Kann kein Problem auch ein Problem sein?

Sobald Dinge festzufahren drohen, kann man sie leicht wieder anstoßen: Man muss Varianten in den Prozess einbauen. So stellen sich automatisch neue Fragen und man bekommt Lust am Tun. In allen Arbeitsprozessen spielt Freude und Neugierde eine große Rolle.

Scheitern kann oft auch gut sein?

Machen wir uns nichts vor. Kein Mensch will scheitern. Auch ein Clown nicht. Der Unterschied ist, er hat Humor. Statt sich anzustrengen, am Alten festzuhalten, hat er Spaß am Kippen. Scheitern bedeutet, dass die Dinge nicht mehr so bleiben können, wie sie waren. Wer scheitern kann, konzentriert sich auf das Aufstehen. Je öfter er scheitert, umso mehr sieht man, welche Impulse das hervorbringt.

Wie kann mich das in der Wirtschaft weiterbringen?

Richtig Scheitern bedeutet, den Moment zu erkennen, wenn Dinge kippen. Dann sollten Sie das Selbstvertrauen in die eigene Kraft und Beständigkeit, die Kreativität und den spielerischen Umgang mit Druck einsetzen. So können Sie sich auf Veränderungen einlassen und sie lenken.
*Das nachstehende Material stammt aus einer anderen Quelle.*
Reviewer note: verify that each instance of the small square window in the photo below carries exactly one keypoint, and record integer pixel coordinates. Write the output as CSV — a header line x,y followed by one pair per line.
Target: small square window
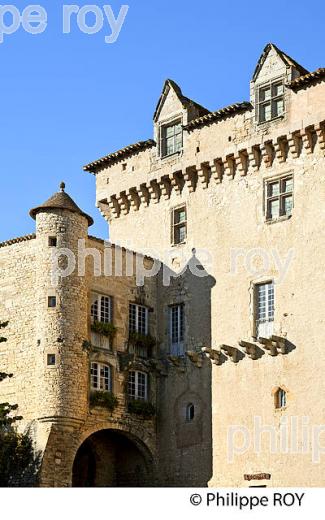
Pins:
x,y
51,302
179,225
279,198
171,139
53,241
51,359
270,101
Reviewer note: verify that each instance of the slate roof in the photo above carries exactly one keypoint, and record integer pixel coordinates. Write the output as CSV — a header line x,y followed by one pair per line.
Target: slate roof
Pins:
x,y
60,200
218,115
17,240
307,79
289,62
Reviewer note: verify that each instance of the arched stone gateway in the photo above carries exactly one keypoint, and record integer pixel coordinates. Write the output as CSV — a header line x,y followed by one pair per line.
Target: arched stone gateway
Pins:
x,y
112,458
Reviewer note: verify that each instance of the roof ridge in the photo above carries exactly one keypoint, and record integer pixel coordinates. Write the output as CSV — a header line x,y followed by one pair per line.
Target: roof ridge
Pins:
x,y
120,154
309,78
219,114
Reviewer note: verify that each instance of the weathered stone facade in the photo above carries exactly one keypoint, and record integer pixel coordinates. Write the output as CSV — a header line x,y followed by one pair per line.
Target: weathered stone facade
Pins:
x,y
226,372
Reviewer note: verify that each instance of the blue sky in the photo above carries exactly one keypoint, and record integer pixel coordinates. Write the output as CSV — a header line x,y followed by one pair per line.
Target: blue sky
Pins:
x,y
68,99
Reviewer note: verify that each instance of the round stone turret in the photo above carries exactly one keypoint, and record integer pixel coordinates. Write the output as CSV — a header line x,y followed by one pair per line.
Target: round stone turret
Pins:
x,y
62,309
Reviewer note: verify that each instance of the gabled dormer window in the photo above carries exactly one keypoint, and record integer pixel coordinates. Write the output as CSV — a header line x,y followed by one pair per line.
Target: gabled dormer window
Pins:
x,y
270,100
171,138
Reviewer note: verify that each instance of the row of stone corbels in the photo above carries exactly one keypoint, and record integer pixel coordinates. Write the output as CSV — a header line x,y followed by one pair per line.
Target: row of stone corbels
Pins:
x,y
273,346
251,158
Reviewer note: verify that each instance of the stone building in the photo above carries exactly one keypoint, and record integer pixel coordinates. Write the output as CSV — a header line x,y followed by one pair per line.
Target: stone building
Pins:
x,y
209,371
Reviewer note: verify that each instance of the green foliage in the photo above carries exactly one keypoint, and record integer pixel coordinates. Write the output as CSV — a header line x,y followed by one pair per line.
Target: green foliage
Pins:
x,y
104,399
143,408
141,340
3,325
106,329
19,464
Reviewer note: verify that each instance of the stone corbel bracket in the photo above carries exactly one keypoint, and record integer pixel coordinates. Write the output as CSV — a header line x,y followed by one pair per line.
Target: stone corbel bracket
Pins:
x,y
274,345
232,352
214,355
251,349
195,357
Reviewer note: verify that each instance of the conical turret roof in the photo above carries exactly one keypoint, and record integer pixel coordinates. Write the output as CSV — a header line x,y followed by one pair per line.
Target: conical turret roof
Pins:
x,y
60,200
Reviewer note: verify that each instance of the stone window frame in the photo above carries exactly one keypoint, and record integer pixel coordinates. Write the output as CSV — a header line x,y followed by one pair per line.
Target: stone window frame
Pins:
x,y
181,329
269,312
52,241
177,225
138,327
264,279
176,119
271,83
101,365
52,298
108,317
279,178
190,412
52,352
133,385
275,394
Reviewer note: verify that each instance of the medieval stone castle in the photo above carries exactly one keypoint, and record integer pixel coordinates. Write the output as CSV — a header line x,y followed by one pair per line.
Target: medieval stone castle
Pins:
x,y
193,382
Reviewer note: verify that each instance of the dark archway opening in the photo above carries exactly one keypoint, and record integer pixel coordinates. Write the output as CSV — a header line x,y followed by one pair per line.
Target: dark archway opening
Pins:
x,y
109,458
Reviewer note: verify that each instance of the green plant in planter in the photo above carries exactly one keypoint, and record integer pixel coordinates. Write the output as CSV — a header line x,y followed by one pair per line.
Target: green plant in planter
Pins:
x,y
141,340
143,408
104,399
106,329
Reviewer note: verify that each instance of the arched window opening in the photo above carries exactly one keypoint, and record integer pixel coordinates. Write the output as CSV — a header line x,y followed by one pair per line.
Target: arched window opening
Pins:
x,y
190,411
280,398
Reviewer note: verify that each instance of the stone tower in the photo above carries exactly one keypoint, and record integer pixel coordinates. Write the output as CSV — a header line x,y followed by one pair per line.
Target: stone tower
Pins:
x,y
61,364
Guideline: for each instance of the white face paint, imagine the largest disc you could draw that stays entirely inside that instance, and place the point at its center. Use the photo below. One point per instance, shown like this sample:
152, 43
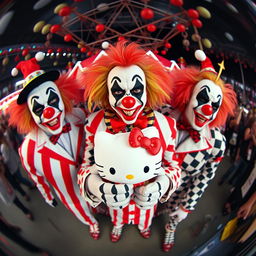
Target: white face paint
127, 92
47, 108
204, 104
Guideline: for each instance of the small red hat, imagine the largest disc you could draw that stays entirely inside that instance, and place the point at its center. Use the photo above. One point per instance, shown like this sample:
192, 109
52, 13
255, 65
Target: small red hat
33, 75
206, 64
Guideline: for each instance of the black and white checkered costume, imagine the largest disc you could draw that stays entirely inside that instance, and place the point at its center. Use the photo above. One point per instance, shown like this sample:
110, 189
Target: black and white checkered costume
199, 162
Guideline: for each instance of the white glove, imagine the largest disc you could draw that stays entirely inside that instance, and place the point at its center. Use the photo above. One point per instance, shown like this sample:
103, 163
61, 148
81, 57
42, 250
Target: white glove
179, 214
113, 195
147, 196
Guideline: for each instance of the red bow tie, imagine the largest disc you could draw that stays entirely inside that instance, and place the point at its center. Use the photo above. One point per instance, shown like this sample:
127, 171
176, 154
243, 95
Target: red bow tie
120, 125
66, 128
195, 135
137, 139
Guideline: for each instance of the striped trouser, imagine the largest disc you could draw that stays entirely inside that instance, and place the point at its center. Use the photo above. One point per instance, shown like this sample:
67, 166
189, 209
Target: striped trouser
132, 214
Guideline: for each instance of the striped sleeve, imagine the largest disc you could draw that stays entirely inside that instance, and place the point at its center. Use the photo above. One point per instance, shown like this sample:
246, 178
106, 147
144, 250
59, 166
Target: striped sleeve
27, 155
86, 167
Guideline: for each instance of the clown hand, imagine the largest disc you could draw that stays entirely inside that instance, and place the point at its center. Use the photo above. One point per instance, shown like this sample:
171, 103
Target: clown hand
148, 196
180, 214
113, 195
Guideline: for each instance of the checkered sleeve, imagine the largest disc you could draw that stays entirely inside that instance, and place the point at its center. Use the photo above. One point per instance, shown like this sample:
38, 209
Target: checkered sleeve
200, 181
171, 166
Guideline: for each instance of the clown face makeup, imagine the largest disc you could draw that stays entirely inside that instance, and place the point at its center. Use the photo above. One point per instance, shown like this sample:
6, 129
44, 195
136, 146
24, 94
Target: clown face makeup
204, 104
46, 107
127, 92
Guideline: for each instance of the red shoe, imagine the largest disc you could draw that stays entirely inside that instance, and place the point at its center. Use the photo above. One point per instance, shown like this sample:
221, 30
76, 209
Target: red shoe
167, 247
115, 235
95, 231
146, 233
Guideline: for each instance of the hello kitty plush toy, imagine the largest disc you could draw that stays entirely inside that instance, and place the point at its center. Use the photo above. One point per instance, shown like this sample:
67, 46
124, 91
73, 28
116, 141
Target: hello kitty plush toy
128, 161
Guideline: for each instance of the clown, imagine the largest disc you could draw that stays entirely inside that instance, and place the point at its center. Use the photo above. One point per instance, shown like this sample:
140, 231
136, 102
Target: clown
201, 104
127, 84
51, 151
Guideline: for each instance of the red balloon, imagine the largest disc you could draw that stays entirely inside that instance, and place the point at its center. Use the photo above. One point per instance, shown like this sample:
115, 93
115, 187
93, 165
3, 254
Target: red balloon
68, 38
151, 27
24, 52
197, 23
100, 28
180, 27
17, 58
163, 52
83, 49
121, 38
192, 13
65, 11
55, 28
176, 2
167, 45
147, 13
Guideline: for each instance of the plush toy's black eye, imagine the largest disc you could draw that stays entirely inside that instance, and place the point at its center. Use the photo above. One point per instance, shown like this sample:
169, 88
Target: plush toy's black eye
146, 169
112, 170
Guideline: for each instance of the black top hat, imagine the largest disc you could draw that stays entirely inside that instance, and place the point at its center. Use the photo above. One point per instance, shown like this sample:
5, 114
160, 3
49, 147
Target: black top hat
33, 76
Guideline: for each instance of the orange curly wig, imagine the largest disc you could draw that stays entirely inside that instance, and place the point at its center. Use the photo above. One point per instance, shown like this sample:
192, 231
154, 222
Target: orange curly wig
21, 117
94, 78
185, 81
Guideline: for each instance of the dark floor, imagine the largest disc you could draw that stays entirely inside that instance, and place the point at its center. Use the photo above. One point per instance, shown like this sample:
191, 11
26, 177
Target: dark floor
56, 230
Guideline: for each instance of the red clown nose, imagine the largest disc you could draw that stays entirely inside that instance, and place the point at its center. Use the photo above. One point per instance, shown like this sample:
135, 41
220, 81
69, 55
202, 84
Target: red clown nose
48, 113
128, 102
207, 110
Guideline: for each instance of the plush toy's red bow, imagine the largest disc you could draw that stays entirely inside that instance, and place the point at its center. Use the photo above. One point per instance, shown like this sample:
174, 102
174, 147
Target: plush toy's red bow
137, 139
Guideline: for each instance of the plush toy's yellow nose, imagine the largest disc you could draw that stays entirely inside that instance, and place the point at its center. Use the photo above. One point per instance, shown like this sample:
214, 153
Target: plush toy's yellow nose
129, 177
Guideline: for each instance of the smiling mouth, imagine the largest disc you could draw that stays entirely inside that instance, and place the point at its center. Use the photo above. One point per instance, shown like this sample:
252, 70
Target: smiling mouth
130, 114
53, 124
200, 120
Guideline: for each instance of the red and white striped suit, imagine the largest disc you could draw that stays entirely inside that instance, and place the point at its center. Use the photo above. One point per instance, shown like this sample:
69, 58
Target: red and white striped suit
47, 163
131, 214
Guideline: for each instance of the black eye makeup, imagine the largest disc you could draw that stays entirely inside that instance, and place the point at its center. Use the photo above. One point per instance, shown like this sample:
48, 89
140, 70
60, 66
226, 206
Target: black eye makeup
53, 99
202, 97
37, 108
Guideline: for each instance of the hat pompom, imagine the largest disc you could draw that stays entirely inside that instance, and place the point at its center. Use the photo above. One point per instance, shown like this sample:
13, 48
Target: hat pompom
14, 72
39, 56
200, 55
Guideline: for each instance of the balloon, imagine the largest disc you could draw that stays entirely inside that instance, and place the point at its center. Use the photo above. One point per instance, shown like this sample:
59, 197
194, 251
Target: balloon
192, 13
151, 27
55, 28
176, 2
100, 28
38, 26
180, 27
68, 38
147, 13
197, 23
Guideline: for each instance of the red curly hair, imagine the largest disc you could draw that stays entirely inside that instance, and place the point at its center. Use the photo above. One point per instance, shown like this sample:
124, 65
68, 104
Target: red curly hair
94, 78
185, 81
21, 117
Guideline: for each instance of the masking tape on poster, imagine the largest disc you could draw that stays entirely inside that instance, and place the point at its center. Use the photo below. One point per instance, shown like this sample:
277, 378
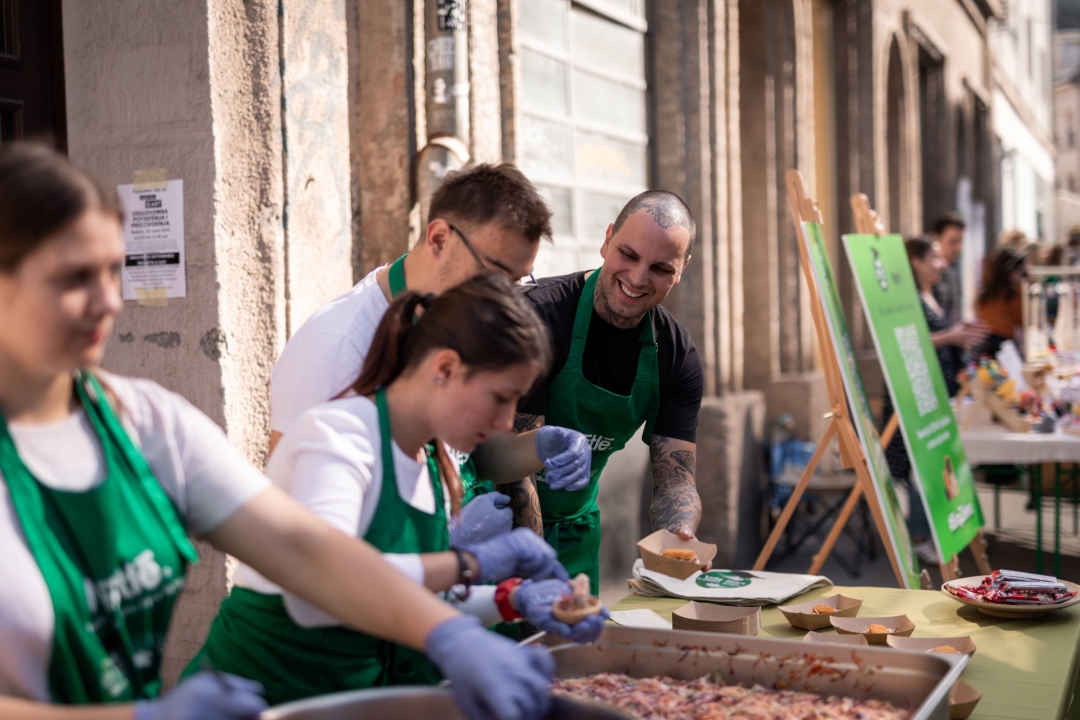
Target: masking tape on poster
150, 179
151, 297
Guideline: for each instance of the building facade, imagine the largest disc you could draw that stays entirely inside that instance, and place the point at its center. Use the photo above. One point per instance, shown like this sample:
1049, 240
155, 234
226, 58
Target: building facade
308, 134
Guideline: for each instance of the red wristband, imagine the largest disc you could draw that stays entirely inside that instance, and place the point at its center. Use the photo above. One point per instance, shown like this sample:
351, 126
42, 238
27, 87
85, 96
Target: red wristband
502, 593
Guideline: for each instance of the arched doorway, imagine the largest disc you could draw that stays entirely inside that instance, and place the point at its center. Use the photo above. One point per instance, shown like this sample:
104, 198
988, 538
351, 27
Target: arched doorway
895, 211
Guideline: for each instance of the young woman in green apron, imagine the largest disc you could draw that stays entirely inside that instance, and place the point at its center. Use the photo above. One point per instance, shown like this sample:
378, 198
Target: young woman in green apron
368, 465
562, 453
104, 477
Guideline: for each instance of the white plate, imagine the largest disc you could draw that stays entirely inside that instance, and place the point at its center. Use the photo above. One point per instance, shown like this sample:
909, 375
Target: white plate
1002, 610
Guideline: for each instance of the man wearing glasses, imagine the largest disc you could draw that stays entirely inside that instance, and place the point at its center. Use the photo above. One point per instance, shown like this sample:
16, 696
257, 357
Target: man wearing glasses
620, 361
488, 218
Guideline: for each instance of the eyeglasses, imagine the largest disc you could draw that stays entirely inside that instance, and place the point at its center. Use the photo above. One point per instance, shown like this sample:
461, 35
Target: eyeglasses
528, 281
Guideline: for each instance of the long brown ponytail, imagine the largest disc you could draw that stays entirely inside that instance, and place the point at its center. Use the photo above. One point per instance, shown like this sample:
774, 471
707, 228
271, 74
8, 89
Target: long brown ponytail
485, 321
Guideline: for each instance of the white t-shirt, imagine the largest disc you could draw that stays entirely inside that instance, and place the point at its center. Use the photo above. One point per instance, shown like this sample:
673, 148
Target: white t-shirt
331, 461
327, 353
200, 471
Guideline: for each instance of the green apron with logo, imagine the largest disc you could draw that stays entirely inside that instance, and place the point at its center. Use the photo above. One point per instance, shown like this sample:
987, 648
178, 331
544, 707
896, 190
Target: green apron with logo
113, 559
254, 637
571, 520
467, 470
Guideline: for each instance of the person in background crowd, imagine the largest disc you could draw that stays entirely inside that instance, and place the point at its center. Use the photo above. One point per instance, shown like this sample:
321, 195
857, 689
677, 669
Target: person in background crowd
488, 218
949, 340
999, 303
104, 477
947, 234
451, 368
621, 361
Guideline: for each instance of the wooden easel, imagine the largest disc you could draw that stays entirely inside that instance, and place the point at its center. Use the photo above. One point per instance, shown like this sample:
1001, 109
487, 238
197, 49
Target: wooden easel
851, 452
868, 222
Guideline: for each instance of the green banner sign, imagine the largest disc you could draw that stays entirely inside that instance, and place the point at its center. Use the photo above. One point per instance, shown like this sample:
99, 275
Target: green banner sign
861, 416
899, 326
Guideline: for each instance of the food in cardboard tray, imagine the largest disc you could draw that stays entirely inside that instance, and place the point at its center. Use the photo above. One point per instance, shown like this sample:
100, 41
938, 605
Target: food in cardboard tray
579, 603
1014, 587
707, 698
945, 649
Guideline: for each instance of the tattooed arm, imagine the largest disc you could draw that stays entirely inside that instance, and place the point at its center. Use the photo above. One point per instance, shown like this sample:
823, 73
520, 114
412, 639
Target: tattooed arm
675, 503
524, 500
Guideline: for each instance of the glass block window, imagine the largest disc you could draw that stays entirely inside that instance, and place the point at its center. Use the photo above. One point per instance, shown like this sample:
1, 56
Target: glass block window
583, 138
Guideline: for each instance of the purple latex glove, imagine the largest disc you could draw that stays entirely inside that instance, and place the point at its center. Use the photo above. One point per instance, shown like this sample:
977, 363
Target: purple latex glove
490, 676
517, 554
566, 458
484, 517
206, 696
535, 600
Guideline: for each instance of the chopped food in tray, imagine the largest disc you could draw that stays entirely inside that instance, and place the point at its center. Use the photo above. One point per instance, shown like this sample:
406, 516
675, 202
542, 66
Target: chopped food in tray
1013, 587
704, 698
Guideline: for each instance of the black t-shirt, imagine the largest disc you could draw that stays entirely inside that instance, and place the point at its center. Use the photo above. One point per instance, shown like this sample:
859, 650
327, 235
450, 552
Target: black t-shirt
610, 357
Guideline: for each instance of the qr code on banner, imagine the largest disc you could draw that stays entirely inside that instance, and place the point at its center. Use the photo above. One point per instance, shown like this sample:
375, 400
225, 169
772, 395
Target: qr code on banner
918, 374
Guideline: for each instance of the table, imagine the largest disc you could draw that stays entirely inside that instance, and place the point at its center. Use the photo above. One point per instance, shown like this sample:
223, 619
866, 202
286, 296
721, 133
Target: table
997, 446
1025, 668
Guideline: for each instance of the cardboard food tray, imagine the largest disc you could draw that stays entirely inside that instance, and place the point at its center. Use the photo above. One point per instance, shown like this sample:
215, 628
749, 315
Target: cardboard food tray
860, 626
800, 615
835, 639
919, 681
964, 644
651, 548
712, 617
962, 701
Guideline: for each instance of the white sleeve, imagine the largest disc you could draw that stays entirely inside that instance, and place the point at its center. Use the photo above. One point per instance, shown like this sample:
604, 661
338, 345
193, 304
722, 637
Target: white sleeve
206, 477
331, 464
308, 374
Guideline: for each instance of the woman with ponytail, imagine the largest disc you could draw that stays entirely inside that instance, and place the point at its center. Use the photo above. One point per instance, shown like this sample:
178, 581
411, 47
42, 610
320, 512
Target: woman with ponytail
442, 371
104, 477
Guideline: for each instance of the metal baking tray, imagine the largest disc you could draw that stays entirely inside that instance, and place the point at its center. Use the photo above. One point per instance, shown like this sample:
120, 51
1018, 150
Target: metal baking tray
415, 703
915, 680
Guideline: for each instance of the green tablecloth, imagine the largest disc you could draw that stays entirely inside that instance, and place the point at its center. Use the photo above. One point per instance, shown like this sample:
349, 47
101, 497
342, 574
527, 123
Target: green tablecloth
1025, 668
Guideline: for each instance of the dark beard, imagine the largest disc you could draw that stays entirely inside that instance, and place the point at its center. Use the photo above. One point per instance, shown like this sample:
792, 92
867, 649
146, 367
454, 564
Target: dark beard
603, 307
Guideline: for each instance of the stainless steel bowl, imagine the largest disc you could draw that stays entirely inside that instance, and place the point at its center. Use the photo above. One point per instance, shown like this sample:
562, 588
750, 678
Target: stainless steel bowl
414, 703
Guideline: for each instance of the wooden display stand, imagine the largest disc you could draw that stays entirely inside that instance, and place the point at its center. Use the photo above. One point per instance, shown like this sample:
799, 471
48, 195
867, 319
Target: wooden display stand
868, 222
839, 426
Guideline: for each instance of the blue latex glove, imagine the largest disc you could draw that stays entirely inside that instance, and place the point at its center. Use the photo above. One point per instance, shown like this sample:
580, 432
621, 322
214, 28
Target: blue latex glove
484, 517
566, 458
534, 600
206, 696
517, 554
490, 676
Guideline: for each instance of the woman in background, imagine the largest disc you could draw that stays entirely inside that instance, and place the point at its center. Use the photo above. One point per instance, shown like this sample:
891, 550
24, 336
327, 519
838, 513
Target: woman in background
999, 303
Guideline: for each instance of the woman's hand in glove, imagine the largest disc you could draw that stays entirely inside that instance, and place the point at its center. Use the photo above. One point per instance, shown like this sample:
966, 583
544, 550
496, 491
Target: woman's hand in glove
484, 517
535, 600
566, 458
517, 554
206, 696
491, 677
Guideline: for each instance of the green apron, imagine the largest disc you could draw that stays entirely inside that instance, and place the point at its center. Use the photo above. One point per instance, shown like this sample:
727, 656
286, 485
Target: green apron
467, 470
113, 559
254, 637
571, 520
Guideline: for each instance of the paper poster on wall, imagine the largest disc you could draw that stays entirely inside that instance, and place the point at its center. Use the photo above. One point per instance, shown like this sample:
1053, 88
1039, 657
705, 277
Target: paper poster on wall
914, 377
153, 236
861, 416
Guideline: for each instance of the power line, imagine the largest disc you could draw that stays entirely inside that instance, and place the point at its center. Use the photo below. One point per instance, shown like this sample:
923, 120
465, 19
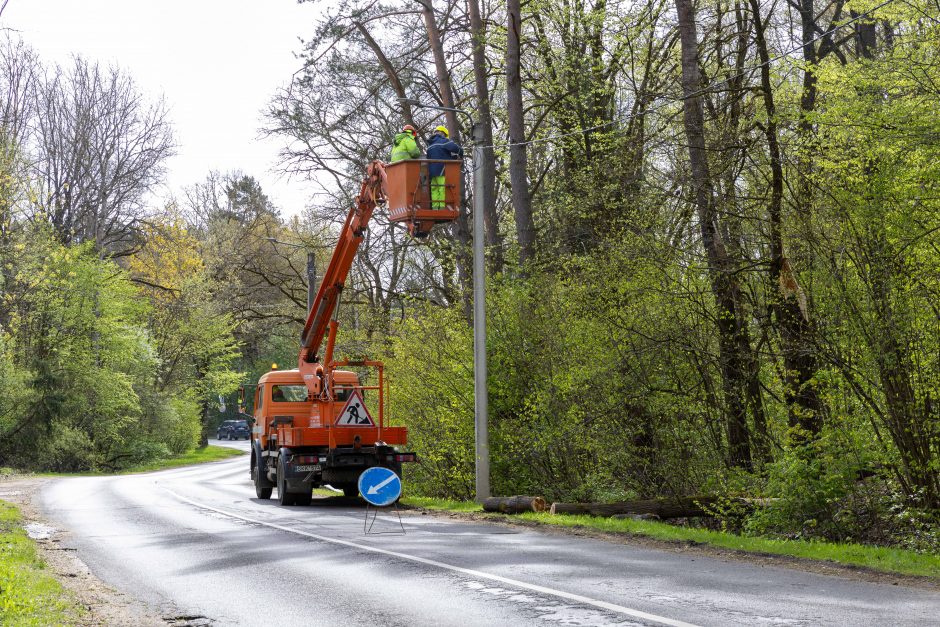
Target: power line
703, 90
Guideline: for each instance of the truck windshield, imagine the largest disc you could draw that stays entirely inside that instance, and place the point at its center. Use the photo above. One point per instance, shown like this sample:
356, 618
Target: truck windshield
289, 393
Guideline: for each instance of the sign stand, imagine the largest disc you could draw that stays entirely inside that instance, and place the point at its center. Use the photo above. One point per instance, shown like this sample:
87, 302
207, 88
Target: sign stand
367, 524
381, 489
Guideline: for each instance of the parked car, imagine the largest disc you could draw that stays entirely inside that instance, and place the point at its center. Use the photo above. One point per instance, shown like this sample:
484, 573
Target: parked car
234, 430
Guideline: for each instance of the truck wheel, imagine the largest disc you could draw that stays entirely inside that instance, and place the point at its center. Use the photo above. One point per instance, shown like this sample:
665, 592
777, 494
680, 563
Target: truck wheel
283, 496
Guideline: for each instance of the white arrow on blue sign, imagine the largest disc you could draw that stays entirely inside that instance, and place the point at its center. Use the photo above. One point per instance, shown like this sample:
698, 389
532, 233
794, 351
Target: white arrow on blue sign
379, 486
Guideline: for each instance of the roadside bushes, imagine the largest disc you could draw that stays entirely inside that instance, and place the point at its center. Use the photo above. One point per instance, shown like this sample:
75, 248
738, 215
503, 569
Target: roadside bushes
80, 385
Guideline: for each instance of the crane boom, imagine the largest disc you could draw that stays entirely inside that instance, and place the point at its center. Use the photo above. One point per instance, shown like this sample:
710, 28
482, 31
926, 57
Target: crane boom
372, 193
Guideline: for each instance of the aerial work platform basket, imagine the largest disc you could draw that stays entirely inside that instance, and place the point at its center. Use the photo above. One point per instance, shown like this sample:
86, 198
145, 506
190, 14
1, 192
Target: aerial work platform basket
416, 201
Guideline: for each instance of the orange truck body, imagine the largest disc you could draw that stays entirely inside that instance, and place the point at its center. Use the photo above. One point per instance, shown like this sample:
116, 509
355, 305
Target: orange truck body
312, 425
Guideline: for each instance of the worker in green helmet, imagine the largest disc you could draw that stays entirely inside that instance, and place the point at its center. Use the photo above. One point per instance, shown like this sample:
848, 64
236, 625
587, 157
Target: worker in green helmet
405, 146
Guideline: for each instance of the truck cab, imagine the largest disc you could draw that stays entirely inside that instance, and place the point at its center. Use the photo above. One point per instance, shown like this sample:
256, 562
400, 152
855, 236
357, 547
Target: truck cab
300, 442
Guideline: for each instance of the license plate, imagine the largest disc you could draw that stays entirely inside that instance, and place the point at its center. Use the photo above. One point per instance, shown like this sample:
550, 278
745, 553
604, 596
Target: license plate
308, 468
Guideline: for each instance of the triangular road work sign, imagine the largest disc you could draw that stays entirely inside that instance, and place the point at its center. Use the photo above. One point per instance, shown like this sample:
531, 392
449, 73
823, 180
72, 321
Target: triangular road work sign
354, 413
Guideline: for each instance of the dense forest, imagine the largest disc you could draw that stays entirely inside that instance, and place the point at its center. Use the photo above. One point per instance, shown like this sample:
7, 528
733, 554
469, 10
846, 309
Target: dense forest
713, 254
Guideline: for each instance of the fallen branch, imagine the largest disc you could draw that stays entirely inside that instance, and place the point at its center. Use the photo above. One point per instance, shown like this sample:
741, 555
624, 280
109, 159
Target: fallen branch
514, 504
664, 508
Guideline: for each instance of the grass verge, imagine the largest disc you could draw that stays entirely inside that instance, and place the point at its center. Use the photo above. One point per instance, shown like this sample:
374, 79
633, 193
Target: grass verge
882, 559
28, 594
199, 456
442, 504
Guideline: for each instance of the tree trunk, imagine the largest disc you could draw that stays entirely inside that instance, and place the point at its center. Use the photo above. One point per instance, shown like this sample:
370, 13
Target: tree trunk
462, 225
518, 164
733, 338
488, 168
514, 504
789, 303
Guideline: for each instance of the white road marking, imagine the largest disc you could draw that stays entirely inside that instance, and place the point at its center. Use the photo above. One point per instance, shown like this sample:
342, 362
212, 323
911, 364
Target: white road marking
662, 620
Maximales Selbstinteresse führt Ihrer Meinung nach zu Erfolg – auch als Unternehmer? 

Jeder kreative und schöpferische Vorgang beginnt innen. Anders ausgedrückt: Beginnt, weil man es will und sich davon etwas verspricht. Künstler machen nicht, was man ihnen sagt. Gründer und Unternehmer auch nicht. Wer führen will, muss in der Lage sein, sich selber zu vertrauen. Gleichzeitig ist es wichtig, nicht so zu tun, als ob es keine Fehler gibt. Führungskräfte werden zum Vorbild, wenn sie zu Fehlern stehen.

Wie gehe ich in der Wirtschaft mit Druck um?

Druck schafft Stabilität und Sicherheit. Druck entsteht durch Grenzen und durch Widerstand. Er bewegt Menschen und Maschinen. Das ist nicht negativ und fördert das berufliche und persönliche Fortkommen. Druck ist dann negativ, wenn er erdrückt. Das passiert, wenn die innere Kraft schwächer ist als die äußere. In der Wirtschaft muss der äußere Druck gesteuert werden, indem man eine eigene stabile Position einnimmt. Sie dürfen nicht dagegenhalten, bremsen oder wegdrücken. Nutzen Sie den äußeren Druck, um sich davon bewegen zu lassen.